The observation is, if you will, commonplace, but it comes from a childless man who hungered on his deathbed for the companionship of the young.
But the sententiae are not confined to the sad sincerity of the great Roman; they also have the warmth, humor, and vitality of Montaigne. Some of the passages on men of the ancient world might have been written by that essayist. For example:
The Greeks were boys in the sunshine, the Romans were men in the field, the Persians women in the house, the Egyptians old men in the dark.
And finally, I cite this remarkable piece of selfanalysis:
I only know myself as a human entity, the scene, so to speak, of thoughts and affections, and am sensible of a certain doubleness by which I can stand as remote from myself as from another. However intense my experience, I am conscious of the presence and criticism of a part of me, which, as it were, is not a part of me, but spectator, sharing no experience, but taking note of it, and that is no more I than it is you. When the play — it may be the tragedy of life — is over, the spectator goes his way. It was a kind of fiction, a work of the imagination only, so far as he was concerned.
These are, of course, but samplings of about four hundred sententiae from the Journals alone.
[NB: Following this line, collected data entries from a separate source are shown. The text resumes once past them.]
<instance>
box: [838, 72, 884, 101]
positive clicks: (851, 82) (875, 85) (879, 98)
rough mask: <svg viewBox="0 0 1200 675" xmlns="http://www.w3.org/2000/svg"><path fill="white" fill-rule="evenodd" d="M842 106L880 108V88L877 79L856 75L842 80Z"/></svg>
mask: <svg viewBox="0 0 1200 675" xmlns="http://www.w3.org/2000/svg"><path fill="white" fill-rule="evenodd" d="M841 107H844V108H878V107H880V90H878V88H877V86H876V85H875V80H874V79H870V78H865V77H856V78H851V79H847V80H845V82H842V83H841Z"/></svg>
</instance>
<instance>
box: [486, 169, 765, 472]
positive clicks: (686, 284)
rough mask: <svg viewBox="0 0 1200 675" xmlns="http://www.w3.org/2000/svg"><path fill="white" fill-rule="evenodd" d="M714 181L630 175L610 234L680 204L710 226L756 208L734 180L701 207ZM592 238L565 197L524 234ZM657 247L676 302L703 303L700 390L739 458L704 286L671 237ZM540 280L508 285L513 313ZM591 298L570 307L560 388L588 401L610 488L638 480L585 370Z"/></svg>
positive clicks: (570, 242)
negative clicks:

More could be found in the formal books. I have cited nothing from Thoreau’s sardonic observations on New England church life, on politicians, on family relationships, on the structure and manners of society, on science, or on the races of men, though I think the following too interesting to omit:
There is always a slight haze or mist on the brow of an Indian. The white man’s brow is clear and distinct. It is eleven o’clock in the forenoon with him. It is four o’clock in die morning with the Indian.
In categorizing many of the passages I have quoted as being like Voltaire or La Rochefoucauld, Marcus Aurelius or Montaigne, I wish neither to enter into a dreary debate over literary sources nor to derogate from the originality of Thoreau. I am merely trying to define him and to celebrate an aspect of his genius that seems to me neglected. Were we to extract from his writings the sententiae he wrote on human nature, human conduct, and human psychology, number them, and print them as separate paragraphs (as some of his observations on nature have been printed), we should have a book like the Maximes of La Rochefoucauld, the Pensées of Pascal, and the aphorisms of Licittenberg.
We ought to restore this surveyor of Concord to his rightful place as a shrewd and candid observer of the motives and behavior of men. He observed humanity quite as objectively as he did the muskrat and the loon. The moralist does not have to be tied to a system. It is enough, as Louis Kronenberger has said, that he gaze back and forth between his fellow beings and himself. Thoreau, I repeat, is, in the French sense, one of the great moralists of the Western world.